Egyptian visual artist Hani El-Masri has died at the age of 64 after a long battle with cancer.
The artist had a long career in Egypt before working in the United States, receiving the National State Award for Best Illustration for a Children’s Book in 1979, designing the famous Kimo from the Kimo Kono Ice-Cream brand and serving as the art director of Egypt’s oldest biscuits brand, Bisco Misr.
Internationally, Masri is known for his work with DreamWorks Studios and Warner Brothers on several projects, most notably the Prince of Egypt (1998) which tells the story of Moses. He later worked on other DreamWorks productions including The Road to Eldorado (2000) and Spirit: Stallion of the Cimarron (2002).

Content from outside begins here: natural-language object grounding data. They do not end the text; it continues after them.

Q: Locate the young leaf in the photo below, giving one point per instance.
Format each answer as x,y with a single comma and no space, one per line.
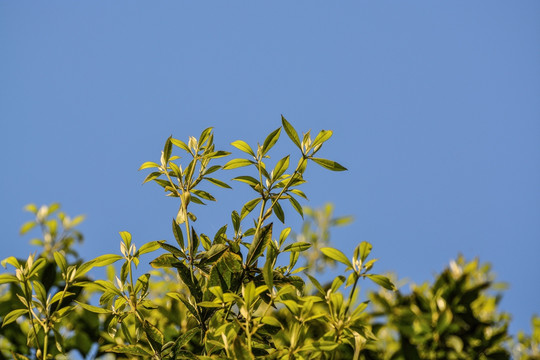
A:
182,145
258,244
167,149
293,135
270,140
217,182
382,281
94,309
298,246
279,212
365,249
243,146
148,164
280,167
329,164
13,315
248,207
236,163
336,255
321,138
296,205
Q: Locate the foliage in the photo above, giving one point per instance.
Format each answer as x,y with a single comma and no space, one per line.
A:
43,290
456,317
216,297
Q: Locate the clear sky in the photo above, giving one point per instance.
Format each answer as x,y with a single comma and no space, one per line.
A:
435,108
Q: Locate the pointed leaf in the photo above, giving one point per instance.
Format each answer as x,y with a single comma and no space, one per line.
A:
259,244
293,135
329,164
270,140
243,146
336,255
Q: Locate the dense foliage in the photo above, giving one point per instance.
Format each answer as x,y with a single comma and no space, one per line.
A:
248,291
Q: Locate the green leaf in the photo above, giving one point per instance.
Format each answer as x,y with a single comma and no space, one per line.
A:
191,283
31,208
296,205
148,164
281,166
7,278
365,249
93,309
316,283
270,140
329,164
130,350
248,207
336,255
165,260
126,236
382,281
12,261
203,194
293,135
29,225
217,182
13,315
236,163
298,246
243,146
279,212
153,334
167,149
247,179
151,176
172,249
321,138
149,247
259,244
270,320
107,259
178,235
182,145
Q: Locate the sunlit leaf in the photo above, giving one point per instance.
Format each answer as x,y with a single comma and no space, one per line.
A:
243,146
336,255
329,164
270,140
289,129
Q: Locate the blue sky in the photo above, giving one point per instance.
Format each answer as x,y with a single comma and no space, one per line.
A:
434,106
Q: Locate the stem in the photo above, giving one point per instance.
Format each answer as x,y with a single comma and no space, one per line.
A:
351,294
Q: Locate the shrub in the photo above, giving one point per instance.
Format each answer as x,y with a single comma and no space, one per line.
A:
220,296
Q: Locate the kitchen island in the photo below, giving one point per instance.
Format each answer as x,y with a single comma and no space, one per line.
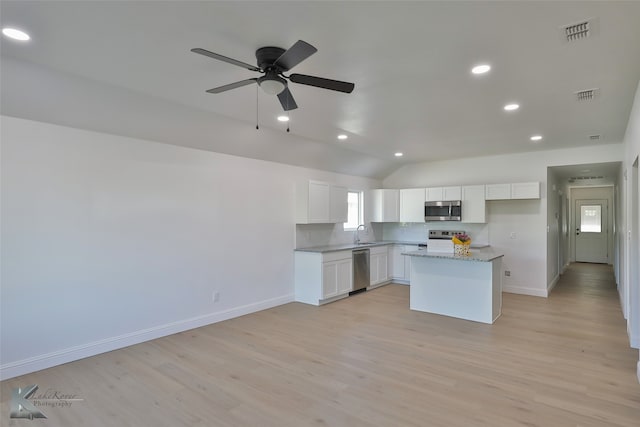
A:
466,287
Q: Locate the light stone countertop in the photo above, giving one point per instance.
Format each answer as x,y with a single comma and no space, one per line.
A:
485,254
350,246
364,245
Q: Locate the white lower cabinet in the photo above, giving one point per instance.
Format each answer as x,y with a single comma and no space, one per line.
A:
322,277
401,270
379,265
336,278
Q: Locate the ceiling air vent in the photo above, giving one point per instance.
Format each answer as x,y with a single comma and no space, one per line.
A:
587,95
585,178
577,31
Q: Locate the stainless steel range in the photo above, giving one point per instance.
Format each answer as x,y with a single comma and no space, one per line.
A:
440,240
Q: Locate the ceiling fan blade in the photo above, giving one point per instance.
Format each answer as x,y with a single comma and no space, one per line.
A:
322,83
287,101
297,53
232,86
225,59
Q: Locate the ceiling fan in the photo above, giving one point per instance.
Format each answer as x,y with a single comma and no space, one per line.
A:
273,62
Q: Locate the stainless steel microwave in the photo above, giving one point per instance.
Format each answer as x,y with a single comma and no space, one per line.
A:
443,211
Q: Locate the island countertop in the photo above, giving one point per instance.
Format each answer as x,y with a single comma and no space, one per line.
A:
482,255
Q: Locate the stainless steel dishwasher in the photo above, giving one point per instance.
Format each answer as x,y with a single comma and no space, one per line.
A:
360,270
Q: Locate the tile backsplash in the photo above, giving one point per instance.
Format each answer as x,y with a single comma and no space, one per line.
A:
308,235
418,232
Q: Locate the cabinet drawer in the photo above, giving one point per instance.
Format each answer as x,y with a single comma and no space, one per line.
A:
378,250
335,256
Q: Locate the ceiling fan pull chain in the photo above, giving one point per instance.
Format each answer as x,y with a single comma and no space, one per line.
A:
257,127
288,115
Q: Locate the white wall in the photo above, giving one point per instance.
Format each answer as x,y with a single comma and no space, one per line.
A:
525,256
554,207
109,241
631,227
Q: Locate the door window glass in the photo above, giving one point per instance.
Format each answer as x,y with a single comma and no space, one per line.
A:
591,219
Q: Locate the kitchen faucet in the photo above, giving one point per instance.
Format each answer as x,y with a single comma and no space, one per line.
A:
356,235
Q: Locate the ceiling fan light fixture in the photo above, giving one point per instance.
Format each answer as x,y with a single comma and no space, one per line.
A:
272,83
15,34
481,69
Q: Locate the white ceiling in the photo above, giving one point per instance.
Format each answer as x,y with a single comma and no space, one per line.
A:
126,68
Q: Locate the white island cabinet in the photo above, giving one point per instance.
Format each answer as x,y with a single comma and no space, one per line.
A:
466,287
323,277
401,264
379,273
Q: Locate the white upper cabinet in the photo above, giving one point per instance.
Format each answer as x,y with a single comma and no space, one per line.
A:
434,194
474,207
452,193
338,202
525,190
412,204
439,194
320,202
521,190
382,205
497,191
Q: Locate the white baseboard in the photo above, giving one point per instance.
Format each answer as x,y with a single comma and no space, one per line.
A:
36,363
525,291
553,284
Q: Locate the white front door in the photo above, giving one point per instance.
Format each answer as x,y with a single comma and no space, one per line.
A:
592,231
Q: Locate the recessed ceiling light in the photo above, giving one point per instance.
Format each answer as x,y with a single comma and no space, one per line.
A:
15,34
481,69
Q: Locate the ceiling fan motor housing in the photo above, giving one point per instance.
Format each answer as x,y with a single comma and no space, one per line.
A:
267,56
272,83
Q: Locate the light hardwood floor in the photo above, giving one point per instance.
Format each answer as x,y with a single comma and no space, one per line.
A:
369,361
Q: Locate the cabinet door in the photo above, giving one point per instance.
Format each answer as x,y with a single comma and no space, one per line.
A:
407,261
398,262
474,207
382,267
338,199
344,276
329,279
412,204
434,194
452,193
498,191
373,268
319,201
391,206
525,190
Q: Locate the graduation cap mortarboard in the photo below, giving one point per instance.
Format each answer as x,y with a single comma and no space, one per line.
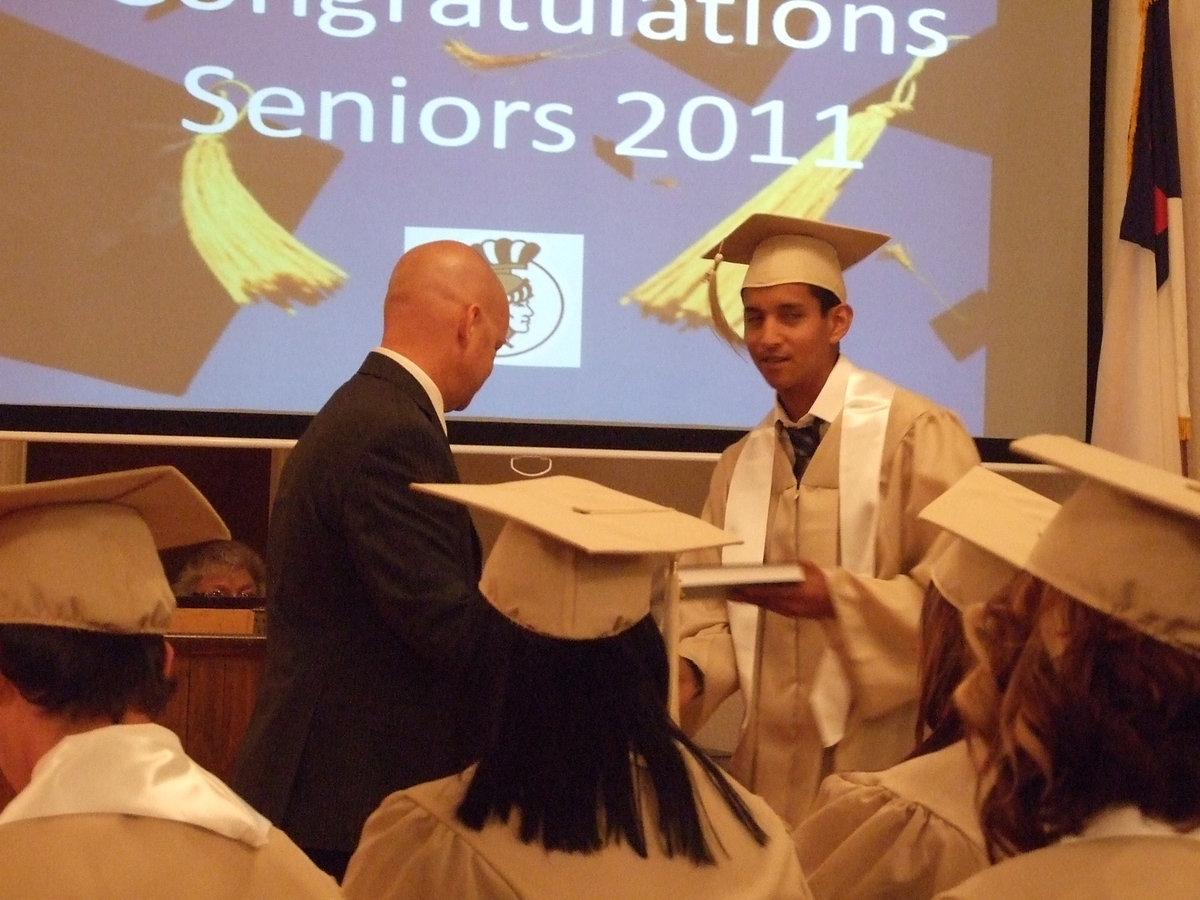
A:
780,250
994,522
83,552
576,559
1126,543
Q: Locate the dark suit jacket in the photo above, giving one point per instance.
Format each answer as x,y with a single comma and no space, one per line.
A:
375,618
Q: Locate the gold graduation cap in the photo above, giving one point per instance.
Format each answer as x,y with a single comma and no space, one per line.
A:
83,552
106,275
995,522
1126,543
580,561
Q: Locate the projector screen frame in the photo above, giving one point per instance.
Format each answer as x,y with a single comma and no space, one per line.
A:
250,429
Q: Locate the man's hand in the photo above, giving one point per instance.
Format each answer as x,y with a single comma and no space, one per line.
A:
808,599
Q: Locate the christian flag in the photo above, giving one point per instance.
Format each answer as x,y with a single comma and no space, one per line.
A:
1141,390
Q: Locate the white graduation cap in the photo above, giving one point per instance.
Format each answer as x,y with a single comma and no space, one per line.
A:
83,552
995,523
780,250
1126,543
580,561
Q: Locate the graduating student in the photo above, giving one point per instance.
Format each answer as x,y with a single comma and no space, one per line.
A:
587,787
907,832
827,666
108,804
1085,709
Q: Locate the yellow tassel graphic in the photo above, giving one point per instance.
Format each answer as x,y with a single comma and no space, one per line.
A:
250,253
693,292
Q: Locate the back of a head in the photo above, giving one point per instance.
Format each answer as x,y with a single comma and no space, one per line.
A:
585,689
448,312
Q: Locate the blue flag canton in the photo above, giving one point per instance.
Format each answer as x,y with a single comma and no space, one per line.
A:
1155,161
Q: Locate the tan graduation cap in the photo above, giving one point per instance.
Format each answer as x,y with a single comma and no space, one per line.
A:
580,561
1126,543
780,250
83,552
995,523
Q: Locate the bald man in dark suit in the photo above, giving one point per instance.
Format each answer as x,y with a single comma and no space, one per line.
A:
375,617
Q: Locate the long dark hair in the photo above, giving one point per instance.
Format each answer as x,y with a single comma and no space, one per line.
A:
943,659
83,675
580,720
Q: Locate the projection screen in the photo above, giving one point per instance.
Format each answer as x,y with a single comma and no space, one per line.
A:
203,201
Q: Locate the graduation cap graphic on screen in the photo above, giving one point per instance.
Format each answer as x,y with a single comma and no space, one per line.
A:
103,276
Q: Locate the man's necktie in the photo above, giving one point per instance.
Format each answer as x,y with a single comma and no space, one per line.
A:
804,442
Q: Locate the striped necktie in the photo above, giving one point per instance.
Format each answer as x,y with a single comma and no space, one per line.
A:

Hani El-Masri at TEDxCairo 2014
Between 1990 and 1995, Masri worked with Disney to design and implement environments, facades and props at the different Disney theme parks in Tokyo, California and Florida.
During the 1970s, Masri was one of the illustrators for the Mickey comics in Egypt, which were published in Arabic and serves as a local spin to the American children’s character.
He received the Best Illustrator of the Year Award in 2004 from Egypt’s National Council for Children’s Books, headed by then-First Lady Suzanne Mubarak. In 2006, the International Board on Books for Young People in Basel, Switzerland awarded him for his illustration of Behind the Secret Door.
Masri also designed several sets for Egyptian plays including El-Eyal Kebret (The Kids have Grown), Isis and Shahed Mashafsh Haga (A Witness Who Saw Nothing).